The power outages in Ukraine on 23 December 2015 were a result of cyberattacks at three regional power companies, the US Department of Homeland Security (DHS) revealed recently. The outages affected about 225,000 customers.
Prior to the disclosure made by the US government, Ukraine's energy ministry had said hackers carried out the attack using a Russian-based internet service provider to make calls among themselves. The ministry did not hold the Russian government responsible for the attack.
The DHS said the cyberattack at each of the power distribution companies occurred at intervals of 30 minutes, while affecting multiple central and regional facilities. The malicious operation was conducted by external hackers using either remote administration tools at the operating systems or industrial remote control system (ICS) software through VPN connections. The hackers managed to get access to the credentials prior to the cyberattacks.
The three power companies claim the attackers executed KillDisk malware, which erases selected files on compromised systems and corrupts the master boot record, leaving the system non-functional.
"The actors also rendered Serial-to-Ethernet devices at substations inoperable by corrupting their firmware. In addition, the actors reportedly scheduled disconnects for server Uninterruptable Power Supplies (UPS) via the UPS remote management interface. The team assesses that these actions were done in an attempt to interfere with expected restoration efforts," said the Industrial Control Systems Cyber Emergency Response Team (ICS-CERT).
The power firms said they were infected with BlackEnergy (BE) malware, delivered through phishing emails with Microsoft Office attachments.
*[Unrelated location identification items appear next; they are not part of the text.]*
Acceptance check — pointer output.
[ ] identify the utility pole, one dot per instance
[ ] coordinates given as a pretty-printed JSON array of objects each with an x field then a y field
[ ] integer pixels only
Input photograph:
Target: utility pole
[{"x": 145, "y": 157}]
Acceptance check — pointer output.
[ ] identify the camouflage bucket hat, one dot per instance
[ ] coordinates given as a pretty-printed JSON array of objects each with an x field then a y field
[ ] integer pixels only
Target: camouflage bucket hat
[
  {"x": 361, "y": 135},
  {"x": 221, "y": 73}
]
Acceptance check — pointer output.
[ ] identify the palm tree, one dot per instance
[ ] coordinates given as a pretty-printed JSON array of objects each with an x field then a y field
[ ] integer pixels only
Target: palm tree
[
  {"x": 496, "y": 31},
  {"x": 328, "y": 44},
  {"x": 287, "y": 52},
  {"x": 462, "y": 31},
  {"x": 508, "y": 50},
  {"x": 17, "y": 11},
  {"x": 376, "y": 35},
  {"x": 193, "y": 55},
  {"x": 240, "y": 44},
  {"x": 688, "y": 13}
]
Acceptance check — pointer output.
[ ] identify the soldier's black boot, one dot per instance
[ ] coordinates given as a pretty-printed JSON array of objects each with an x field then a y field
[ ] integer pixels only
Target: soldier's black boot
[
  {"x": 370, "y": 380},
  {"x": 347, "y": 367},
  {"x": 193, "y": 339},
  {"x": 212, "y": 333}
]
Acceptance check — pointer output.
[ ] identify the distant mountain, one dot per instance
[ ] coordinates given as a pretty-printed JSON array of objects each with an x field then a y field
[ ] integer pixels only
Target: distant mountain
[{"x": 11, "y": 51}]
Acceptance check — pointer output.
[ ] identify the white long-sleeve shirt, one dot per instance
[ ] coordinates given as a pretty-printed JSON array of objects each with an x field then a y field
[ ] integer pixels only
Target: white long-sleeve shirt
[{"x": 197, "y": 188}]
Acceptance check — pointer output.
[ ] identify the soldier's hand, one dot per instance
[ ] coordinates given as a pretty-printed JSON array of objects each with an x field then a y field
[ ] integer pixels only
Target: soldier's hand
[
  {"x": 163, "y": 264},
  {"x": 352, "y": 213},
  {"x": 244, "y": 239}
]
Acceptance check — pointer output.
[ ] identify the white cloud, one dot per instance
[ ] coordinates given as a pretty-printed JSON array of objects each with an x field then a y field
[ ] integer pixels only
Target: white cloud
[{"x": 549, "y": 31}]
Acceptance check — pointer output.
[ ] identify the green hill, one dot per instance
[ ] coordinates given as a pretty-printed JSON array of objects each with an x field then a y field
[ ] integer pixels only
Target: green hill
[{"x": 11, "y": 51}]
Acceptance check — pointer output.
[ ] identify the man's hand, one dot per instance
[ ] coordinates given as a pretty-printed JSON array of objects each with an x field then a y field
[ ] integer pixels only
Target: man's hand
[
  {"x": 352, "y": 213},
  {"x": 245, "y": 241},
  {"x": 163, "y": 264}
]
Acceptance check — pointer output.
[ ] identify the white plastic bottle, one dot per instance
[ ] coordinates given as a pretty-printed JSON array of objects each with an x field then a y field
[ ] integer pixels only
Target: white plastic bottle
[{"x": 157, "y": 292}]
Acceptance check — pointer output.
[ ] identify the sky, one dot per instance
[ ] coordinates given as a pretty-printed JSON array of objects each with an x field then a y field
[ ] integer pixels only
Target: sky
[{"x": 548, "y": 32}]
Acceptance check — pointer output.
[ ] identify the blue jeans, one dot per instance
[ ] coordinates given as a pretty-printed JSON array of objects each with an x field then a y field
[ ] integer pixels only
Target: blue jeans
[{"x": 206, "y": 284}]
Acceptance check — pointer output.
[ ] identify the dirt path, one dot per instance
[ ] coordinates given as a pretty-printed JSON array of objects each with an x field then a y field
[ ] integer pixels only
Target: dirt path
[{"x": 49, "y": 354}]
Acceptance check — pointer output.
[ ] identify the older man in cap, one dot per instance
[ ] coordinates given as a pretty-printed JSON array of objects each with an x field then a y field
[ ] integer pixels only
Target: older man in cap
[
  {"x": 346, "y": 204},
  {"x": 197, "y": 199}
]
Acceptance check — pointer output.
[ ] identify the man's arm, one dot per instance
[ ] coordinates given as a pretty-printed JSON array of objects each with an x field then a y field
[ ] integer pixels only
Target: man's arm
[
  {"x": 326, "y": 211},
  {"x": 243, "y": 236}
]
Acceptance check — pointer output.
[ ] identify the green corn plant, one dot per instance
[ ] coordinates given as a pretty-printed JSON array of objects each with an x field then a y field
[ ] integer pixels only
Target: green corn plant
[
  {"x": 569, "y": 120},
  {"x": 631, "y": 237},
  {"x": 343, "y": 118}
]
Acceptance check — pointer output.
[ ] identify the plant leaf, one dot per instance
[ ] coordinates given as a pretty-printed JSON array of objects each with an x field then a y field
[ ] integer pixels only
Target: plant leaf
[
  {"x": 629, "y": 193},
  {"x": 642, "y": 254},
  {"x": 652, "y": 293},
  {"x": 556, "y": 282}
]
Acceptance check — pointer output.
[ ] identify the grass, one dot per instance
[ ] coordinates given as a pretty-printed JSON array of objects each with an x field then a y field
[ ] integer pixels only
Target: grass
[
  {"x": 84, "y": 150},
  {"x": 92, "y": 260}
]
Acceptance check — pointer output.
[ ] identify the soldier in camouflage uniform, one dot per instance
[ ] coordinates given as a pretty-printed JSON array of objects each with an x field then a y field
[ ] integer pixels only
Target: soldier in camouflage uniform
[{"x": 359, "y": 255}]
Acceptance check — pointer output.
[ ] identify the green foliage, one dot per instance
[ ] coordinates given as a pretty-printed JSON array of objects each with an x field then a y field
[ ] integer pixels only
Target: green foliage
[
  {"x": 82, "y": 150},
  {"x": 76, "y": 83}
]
DHS suspects BE might have been used to gain initial access to get the system credentials.
The investigation was carried out by a team that comprised of representatives from the National Cybersecurity and Communications Integration Center (NCCIC)/ICS-CERT, US Computer Emergency Readiness Team (US-CERT), Department of Energy, Federal Bureau of Investigation and the North American Electric Reliability Corporation, who travelled to Ukraine.
The ICS-CERT recommends that companies take defensive measures to withstand any future malicious cyber activities. "Organisations should develop and exercise contingency plans that allow for the safe operation or shutdown of operational processes in the event that their ICS is breached. These plans should include the assumption that the ICS is actively working counter to the safe operation of the process," it suggested.